How to Find the Right Fitness Club in Your New City

Moving into a new environment can be exciting and interesting. However, finding new places or stores to get products and services can be difficult. Finding the right fitness club goes a long way for an individual. The right fitness gym will suit your personality perfectly and help in keeping you motivated to find your way back to the gym. The best option is to do thorough research to find the perfect fitness club in your new city.

When finding a fitness club in your new city there are some essential factors you need to consider, and they include: 

  1. Location. It’s best to choose a gym located close to your home or your office. So, whenever you have a busy schedule, it will make everything more comfortable and easier for you. Also, you can decide to stop at the gym in the morning on your way to work or detour there after work.
  2. Cost. The expense is an essential factor to consider when finding the right fitness club. You need to check the payment schedule that will be suitable for you. Some clubs offer discounts based on your residency and others because of an arrangement with your company. Ask around until you find a suitable place that meets most of your expectations at a reasonable price.
  3. Equipment. Make sure you go inside and take a good walk around the gym.
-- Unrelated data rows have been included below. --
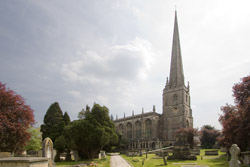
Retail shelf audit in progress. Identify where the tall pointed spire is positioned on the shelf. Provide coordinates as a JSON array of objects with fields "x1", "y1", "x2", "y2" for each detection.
[{"x1": 169, "y1": 11, "x2": 184, "y2": 87}]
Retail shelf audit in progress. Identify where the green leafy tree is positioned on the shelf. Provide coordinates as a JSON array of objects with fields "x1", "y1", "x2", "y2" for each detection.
[
  {"x1": 199, "y1": 125, "x2": 221, "y2": 148},
  {"x1": 63, "y1": 112, "x2": 72, "y2": 161},
  {"x1": 41, "y1": 102, "x2": 65, "y2": 142},
  {"x1": 0, "y1": 82, "x2": 35, "y2": 152},
  {"x1": 25, "y1": 127, "x2": 42, "y2": 151},
  {"x1": 54, "y1": 135, "x2": 66, "y2": 162},
  {"x1": 219, "y1": 75, "x2": 250, "y2": 151},
  {"x1": 65, "y1": 104, "x2": 118, "y2": 159}
]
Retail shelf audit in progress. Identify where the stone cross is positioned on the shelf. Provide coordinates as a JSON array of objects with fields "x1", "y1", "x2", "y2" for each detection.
[
  {"x1": 43, "y1": 137, "x2": 54, "y2": 167},
  {"x1": 229, "y1": 144, "x2": 240, "y2": 167}
]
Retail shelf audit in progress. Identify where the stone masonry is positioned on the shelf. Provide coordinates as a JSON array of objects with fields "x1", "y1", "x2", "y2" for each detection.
[{"x1": 114, "y1": 11, "x2": 193, "y2": 150}]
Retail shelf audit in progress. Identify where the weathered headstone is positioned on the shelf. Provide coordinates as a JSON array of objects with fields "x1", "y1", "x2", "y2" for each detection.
[
  {"x1": 229, "y1": 144, "x2": 240, "y2": 167},
  {"x1": 43, "y1": 137, "x2": 54, "y2": 167},
  {"x1": 241, "y1": 151, "x2": 250, "y2": 165},
  {"x1": 205, "y1": 150, "x2": 219, "y2": 155}
]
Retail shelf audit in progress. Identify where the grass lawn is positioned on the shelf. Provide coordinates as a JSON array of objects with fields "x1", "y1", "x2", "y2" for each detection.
[
  {"x1": 122, "y1": 149, "x2": 249, "y2": 167},
  {"x1": 56, "y1": 156, "x2": 110, "y2": 167}
]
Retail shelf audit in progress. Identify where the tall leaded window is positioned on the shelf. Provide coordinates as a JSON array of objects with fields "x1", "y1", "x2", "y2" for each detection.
[
  {"x1": 135, "y1": 121, "x2": 141, "y2": 139},
  {"x1": 145, "y1": 119, "x2": 152, "y2": 138},
  {"x1": 118, "y1": 124, "x2": 123, "y2": 135},
  {"x1": 127, "y1": 123, "x2": 132, "y2": 139}
]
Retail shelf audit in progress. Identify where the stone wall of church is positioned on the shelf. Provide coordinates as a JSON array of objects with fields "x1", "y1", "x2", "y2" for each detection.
[{"x1": 114, "y1": 112, "x2": 161, "y2": 150}]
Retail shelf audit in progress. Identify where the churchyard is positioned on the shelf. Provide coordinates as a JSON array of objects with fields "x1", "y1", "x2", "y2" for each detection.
[{"x1": 122, "y1": 149, "x2": 250, "y2": 167}]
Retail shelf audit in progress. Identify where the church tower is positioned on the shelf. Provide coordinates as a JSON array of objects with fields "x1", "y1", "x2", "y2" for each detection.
[{"x1": 162, "y1": 11, "x2": 193, "y2": 145}]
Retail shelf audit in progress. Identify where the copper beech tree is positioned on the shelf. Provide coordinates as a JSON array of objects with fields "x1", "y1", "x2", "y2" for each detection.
[
  {"x1": 0, "y1": 82, "x2": 35, "y2": 152},
  {"x1": 219, "y1": 75, "x2": 250, "y2": 151}
]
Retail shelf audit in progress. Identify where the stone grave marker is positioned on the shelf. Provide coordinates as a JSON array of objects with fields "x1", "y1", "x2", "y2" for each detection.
[
  {"x1": 43, "y1": 137, "x2": 55, "y2": 167},
  {"x1": 229, "y1": 144, "x2": 241, "y2": 167}
]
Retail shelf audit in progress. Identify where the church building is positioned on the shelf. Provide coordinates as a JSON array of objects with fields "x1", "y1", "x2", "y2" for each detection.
[{"x1": 114, "y1": 11, "x2": 193, "y2": 150}]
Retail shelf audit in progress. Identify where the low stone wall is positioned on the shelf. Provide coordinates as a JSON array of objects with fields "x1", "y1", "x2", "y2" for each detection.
[
  {"x1": 205, "y1": 150, "x2": 219, "y2": 155},
  {"x1": 0, "y1": 157, "x2": 48, "y2": 167}
]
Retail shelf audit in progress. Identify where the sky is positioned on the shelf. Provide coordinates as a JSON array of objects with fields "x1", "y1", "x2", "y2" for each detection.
[{"x1": 0, "y1": 0, "x2": 250, "y2": 129}]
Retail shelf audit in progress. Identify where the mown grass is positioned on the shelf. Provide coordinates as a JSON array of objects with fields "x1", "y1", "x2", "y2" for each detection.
[
  {"x1": 122, "y1": 149, "x2": 249, "y2": 167},
  {"x1": 56, "y1": 156, "x2": 110, "y2": 167}
]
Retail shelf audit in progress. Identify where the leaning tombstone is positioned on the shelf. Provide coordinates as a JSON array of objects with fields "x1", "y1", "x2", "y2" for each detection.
[
  {"x1": 43, "y1": 137, "x2": 55, "y2": 167},
  {"x1": 0, "y1": 152, "x2": 11, "y2": 158},
  {"x1": 229, "y1": 144, "x2": 241, "y2": 167}
]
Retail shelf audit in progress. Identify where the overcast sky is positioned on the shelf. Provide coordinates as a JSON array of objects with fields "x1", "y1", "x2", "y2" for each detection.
[{"x1": 0, "y1": 0, "x2": 250, "y2": 129}]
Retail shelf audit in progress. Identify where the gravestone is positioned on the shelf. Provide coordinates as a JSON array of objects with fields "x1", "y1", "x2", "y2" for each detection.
[
  {"x1": 229, "y1": 144, "x2": 240, "y2": 167},
  {"x1": 73, "y1": 150, "x2": 79, "y2": 161},
  {"x1": 241, "y1": 151, "x2": 250, "y2": 165},
  {"x1": 43, "y1": 137, "x2": 55, "y2": 167},
  {"x1": 99, "y1": 151, "x2": 106, "y2": 159},
  {"x1": 0, "y1": 152, "x2": 11, "y2": 158}
]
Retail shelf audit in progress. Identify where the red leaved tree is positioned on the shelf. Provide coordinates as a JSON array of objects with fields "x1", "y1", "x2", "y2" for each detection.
[
  {"x1": 0, "y1": 82, "x2": 35, "y2": 152},
  {"x1": 219, "y1": 76, "x2": 250, "y2": 151}
]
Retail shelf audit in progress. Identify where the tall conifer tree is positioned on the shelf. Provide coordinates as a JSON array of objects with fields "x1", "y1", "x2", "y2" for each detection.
[{"x1": 41, "y1": 102, "x2": 65, "y2": 142}]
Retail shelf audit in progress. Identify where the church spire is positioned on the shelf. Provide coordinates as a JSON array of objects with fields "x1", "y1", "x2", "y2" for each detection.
[{"x1": 169, "y1": 11, "x2": 184, "y2": 87}]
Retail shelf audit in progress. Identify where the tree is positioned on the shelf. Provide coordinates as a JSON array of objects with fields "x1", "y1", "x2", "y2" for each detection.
[
  {"x1": 219, "y1": 75, "x2": 250, "y2": 151},
  {"x1": 63, "y1": 112, "x2": 71, "y2": 126},
  {"x1": 199, "y1": 125, "x2": 220, "y2": 148},
  {"x1": 41, "y1": 102, "x2": 65, "y2": 142},
  {"x1": 25, "y1": 127, "x2": 42, "y2": 151},
  {"x1": 0, "y1": 82, "x2": 35, "y2": 152},
  {"x1": 65, "y1": 104, "x2": 118, "y2": 159},
  {"x1": 54, "y1": 135, "x2": 66, "y2": 162}
]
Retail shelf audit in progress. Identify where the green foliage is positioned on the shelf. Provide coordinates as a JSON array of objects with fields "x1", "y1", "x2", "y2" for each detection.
[
  {"x1": 78, "y1": 105, "x2": 90, "y2": 119},
  {"x1": 0, "y1": 82, "x2": 35, "y2": 152},
  {"x1": 219, "y1": 75, "x2": 250, "y2": 151},
  {"x1": 65, "y1": 104, "x2": 118, "y2": 159},
  {"x1": 41, "y1": 102, "x2": 65, "y2": 142},
  {"x1": 25, "y1": 127, "x2": 42, "y2": 151},
  {"x1": 63, "y1": 112, "x2": 71, "y2": 126},
  {"x1": 122, "y1": 149, "x2": 229, "y2": 167}
]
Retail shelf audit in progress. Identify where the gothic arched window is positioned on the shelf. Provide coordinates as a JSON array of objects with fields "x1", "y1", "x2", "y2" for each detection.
[
  {"x1": 118, "y1": 124, "x2": 123, "y2": 134},
  {"x1": 145, "y1": 119, "x2": 152, "y2": 138},
  {"x1": 127, "y1": 123, "x2": 132, "y2": 139}
]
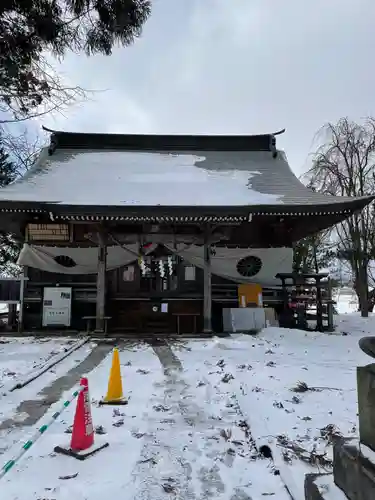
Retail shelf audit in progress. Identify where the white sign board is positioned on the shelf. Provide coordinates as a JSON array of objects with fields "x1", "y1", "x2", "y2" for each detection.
[{"x1": 43, "y1": 287, "x2": 72, "y2": 326}]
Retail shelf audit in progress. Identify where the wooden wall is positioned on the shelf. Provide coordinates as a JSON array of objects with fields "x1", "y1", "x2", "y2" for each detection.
[{"x1": 24, "y1": 261, "x2": 235, "y2": 333}]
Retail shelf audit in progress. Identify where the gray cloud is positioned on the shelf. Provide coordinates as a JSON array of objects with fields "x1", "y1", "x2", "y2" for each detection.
[{"x1": 44, "y1": 0, "x2": 375, "y2": 173}]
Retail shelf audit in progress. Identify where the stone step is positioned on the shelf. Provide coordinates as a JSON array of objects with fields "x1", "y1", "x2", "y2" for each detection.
[{"x1": 333, "y1": 439, "x2": 375, "y2": 500}]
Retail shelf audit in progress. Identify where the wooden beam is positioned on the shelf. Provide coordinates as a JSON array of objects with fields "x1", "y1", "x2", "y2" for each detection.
[
  {"x1": 95, "y1": 227, "x2": 107, "y2": 332},
  {"x1": 203, "y1": 226, "x2": 212, "y2": 333}
]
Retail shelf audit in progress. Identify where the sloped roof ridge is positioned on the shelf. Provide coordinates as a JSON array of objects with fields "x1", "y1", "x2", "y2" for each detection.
[{"x1": 43, "y1": 127, "x2": 285, "y2": 153}]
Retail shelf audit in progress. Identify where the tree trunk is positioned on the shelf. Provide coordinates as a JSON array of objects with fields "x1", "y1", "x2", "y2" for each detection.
[{"x1": 355, "y1": 265, "x2": 369, "y2": 318}]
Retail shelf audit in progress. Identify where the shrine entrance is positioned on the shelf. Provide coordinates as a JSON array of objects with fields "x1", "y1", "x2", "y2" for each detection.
[{"x1": 107, "y1": 245, "x2": 203, "y2": 335}]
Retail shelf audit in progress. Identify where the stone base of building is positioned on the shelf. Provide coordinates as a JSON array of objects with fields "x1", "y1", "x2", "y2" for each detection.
[{"x1": 305, "y1": 439, "x2": 375, "y2": 500}]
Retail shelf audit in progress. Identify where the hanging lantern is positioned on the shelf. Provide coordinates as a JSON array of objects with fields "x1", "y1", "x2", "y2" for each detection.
[
  {"x1": 138, "y1": 256, "x2": 147, "y2": 277},
  {"x1": 159, "y1": 259, "x2": 165, "y2": 278},
  {"x1": 168, "y1": 255, "x2": 173, "y2": 276}
]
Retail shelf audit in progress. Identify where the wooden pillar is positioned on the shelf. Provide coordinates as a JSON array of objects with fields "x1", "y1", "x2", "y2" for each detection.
[
  {"x1": 95, "y1": 228, "x2": 107, "y2": 332},
  {"x1": 327, "y1": 278, "x2": 335, "y2": 332},
  {"x1": 18, "y1": 266, "x2": 27, "y2": 333},
  {"x1": 203, "y1": 227, "x2": 212, "y2": 333}
]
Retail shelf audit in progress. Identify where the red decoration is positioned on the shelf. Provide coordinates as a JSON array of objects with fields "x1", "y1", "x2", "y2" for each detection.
[{"x1": 70, "y1": 377, "x2": 94, "y2": 451}]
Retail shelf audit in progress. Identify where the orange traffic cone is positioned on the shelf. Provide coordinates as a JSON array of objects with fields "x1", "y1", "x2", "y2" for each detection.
[
  {"x1": 55, "y1": 377, "x2": 108, "y2": 460},
  {"x1": 100, "y1": 349, "x2": 128, "y2": 405}
]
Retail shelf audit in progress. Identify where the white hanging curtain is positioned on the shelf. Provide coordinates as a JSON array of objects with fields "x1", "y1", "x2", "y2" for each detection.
[
  {"x1": 166, "y1": 244, "x2": 293, "y2": 286},
  {"x1": 17, "y1": 244, "x2": 155, "y2": 274}
]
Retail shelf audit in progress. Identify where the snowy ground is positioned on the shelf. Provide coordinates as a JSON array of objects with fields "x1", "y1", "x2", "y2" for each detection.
[
  {"x1": 0, "y1": 314, "x2": 375, "y2": 500},
  {"x1": 0, "y1": 336, "x2": 75, "y2": 389}
]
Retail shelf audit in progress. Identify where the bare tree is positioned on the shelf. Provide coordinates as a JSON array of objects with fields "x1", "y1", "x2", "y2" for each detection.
[{"x1": 307, "y1": 118, "x2": 375, "y2": 316}]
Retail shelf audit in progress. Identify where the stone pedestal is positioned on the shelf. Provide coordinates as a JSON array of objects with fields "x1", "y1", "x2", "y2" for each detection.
[
  {"x1": 357, "y1": 364, "x2": 375, "y2": 454},
  {"x1": 305, "y1": 356, "x2": 375, "y2": 500}
]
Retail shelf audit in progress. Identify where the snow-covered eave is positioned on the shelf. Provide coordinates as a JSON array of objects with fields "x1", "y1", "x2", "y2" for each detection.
[{"x1": 0, "y1": 196, "x2": 375, "y2": 222}]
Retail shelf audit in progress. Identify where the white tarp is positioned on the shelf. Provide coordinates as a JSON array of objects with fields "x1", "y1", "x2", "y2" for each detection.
[{"x1": 18, "y1": 244, "x2": 293, "y2": 286}]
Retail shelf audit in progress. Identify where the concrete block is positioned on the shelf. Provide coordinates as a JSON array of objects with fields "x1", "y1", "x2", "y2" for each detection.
[
  {"x1": 357, "y1": 364, "x2": 375, "y2": 451},
  {"x1": 333, "y1": 439, "x2": 360, "y2": 500},
  {"x1": 305, "y1": 474, "x2": 347, "y2": 500},
  {"x1": 333, "y1": 439, "x2": 375, "y2": 500}
]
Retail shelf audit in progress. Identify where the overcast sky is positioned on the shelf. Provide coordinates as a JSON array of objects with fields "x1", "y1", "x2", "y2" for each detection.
[{"x1": 43, "y1": 0, "x2": 375, "y2": 174}]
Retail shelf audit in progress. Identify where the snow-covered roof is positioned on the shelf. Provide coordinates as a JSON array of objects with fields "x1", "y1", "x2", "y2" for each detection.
[
  {"x1": 0, "y1": 150, "x2": 283, "y2": 206},
  {"x1": 0, "y1": 128, "x2": 370, "y2": 212}
]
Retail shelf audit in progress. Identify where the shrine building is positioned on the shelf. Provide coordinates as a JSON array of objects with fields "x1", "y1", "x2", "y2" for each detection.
[{"x1": 0, "y1": 130, "x2": 372, "y2": 334}]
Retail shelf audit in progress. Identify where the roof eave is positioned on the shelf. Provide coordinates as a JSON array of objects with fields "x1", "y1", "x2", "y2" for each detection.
[{"x1": 0, "y1": 196, "x2": 375, "y2": 217}]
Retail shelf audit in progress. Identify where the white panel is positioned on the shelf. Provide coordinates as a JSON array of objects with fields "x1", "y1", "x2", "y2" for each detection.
[{"x1": 43, "y1": 287, "x2": 72, "y2": 326}]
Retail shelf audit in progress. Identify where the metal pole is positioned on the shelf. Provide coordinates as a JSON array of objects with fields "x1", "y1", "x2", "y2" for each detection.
[
  {"x1": 0, "y1": 385, "x2": 85, "y2": 479},
  {"x1": 203, "y1": 227, "x2": 212, "y2": 333},
  {"x1": 18, "y1": 268, "x2": 29, "y2": 333}
]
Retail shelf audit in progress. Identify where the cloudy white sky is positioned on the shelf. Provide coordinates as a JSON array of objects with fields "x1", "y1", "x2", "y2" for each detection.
[{"x1": 43, "y1": 0, "x2": 375, "y2": 173}]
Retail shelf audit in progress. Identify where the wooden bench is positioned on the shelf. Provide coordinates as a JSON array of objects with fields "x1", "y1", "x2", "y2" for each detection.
[
  {"x1": 172, "y1": 313, "x2": 200, "y2": 335},
  {"x1": 82, "y1": 316, "x2": 112, "y2": 335}
]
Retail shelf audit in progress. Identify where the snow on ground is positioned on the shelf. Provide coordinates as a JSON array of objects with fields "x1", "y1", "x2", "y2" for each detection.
[
  {"x1": 1, "y1": 314, "x2": 375, "y2": 500},
  {"x1": 0, "y1": 337, "x2": 76, "y2": 388},
  {"x1": 178, "y1": 314, "x2": 375, "y2": 499},
  {"x1": 0, "y1": 339, "x2": 95, "y2": 459},
  {"x1": 1, "y1": 342, "x2": 288, "y2": 500}
]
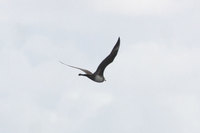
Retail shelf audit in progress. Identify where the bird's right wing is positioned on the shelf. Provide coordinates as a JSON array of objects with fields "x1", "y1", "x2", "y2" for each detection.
[
  {"x1": 95, "y1": 38, "x2": 120, "y2": 75},
  {"x1": 59, "y1": 61, "x2": 92, "y2": 75}
]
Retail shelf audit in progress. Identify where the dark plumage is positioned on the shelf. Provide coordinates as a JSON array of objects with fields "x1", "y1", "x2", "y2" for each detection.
[{"x1": 60, "y1": 38, "x2": 120, "y2": 82}]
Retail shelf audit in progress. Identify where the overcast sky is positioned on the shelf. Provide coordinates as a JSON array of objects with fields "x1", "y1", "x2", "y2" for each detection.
[{"x1": 0, "y1": 0, "x2": 200, "y2": 133}]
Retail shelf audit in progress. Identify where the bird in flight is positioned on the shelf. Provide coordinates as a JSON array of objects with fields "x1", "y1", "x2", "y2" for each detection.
[{"x1": 60, "y1": 37, "x2": 120, "y2": 83}]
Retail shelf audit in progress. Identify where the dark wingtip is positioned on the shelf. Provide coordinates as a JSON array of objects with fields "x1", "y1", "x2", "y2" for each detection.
[{"x1": 117, "y1": 37, "x2": 120, "y2": 43}]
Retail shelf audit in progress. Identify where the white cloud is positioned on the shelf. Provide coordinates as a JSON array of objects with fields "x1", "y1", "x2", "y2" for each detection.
[{"x1": 93, "y1": 0, "x2": 194, "y2": 16}]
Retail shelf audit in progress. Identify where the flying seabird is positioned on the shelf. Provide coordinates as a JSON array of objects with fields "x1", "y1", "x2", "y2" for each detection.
[{"x1": 60, "y1": 38, "x2": 120, "y2": 83}]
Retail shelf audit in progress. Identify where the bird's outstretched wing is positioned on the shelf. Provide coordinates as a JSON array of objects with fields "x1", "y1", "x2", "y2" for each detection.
[
  {"x1": 95, "y1": 38, "x2": 120, "y2": 75},
  {"x1": 59, "y1": 61, "x2": 92, "y2": 75}
]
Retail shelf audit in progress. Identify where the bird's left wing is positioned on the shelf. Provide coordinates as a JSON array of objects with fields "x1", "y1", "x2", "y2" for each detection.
[{"x1": 59, "y1": 61, "x2": 92, "y2": 75}]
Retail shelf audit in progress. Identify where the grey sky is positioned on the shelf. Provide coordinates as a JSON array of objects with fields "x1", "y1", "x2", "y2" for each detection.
[{"x1": 0, "y1": 0, "x2": 200, "y2": 133}]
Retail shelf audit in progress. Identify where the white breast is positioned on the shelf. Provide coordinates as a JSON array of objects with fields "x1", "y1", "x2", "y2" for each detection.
[{"x1": 95, "y1": 75, "x2": 104, "y2": 82}]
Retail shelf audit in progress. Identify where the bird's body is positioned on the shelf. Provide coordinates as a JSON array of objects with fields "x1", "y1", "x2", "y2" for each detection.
[{"x1": 60, "y1": 38, "x2": 120, "y2": 83}]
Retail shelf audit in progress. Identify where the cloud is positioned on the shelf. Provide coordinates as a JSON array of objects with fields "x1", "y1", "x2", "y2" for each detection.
[{"x1": 93, "y1": 0, "x2": 193, "y2": 16}]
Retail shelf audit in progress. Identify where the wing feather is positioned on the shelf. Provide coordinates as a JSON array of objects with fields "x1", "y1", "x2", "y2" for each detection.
[{"x1": 59, "y1": 61, "x2": 92, "y2": 75}]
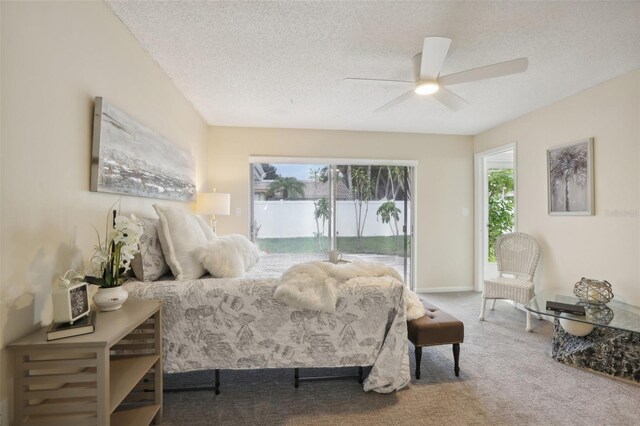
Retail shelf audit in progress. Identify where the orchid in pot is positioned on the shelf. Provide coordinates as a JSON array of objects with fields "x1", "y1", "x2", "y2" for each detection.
[{"x1": 84, "y1": 206, "x2": 142, "y2": 311}]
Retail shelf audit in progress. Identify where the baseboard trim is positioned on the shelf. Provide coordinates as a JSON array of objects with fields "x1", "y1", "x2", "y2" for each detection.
[{"x1": 416, "y1": 286, "x2": 473, "y2": 293}]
Verify that they have many different types of equipment, especially the ones you use often. Check that there is enough of the most popular equipment for all the members, so you won’t have to wait in line before using it.
  4. Members. The way people respond to those around them is always different. There are gyms with same sex only, or open to all genders, or for a specific age group. It’s best if you choose a gym where you can feel comfortable, not intimidated, or embarrassed, and that’s not overcrowded.
  5. Staff. Be sure the staff of the gym is accommodating, supportive, available to answer every one of your questions, helpful, and have a good knowledge of fitness techniques and the equipment.
  6. Cleanliness. To prevent finding yourself in an unpleasant or uncomfortable environment, you need to check if towels are available and if the seats and grips receive a wipe down after each use. Also, check the maintenance of the restrooms, locker rooms, and showers.
  7. Classes. Make sure you see the timetable for fitness classes held in the gym. Ensure that the types of courses you enjoy meet at a time that is comfortable for you. Don’t forget to ask the club if they charge extra fees for classes before you sign up for them.
  8. Hours. Some gyms are open 24/7 while some close on weekends and even on holidays. Depending on your preference for when you love to work out, check if the gym will be open at the time of day you will use it.

After checking enough gyms, you’ll surely find one that will suit you perfectly. If you’re planning to move, talk to your real estate agent about gyms in your new neighborhood.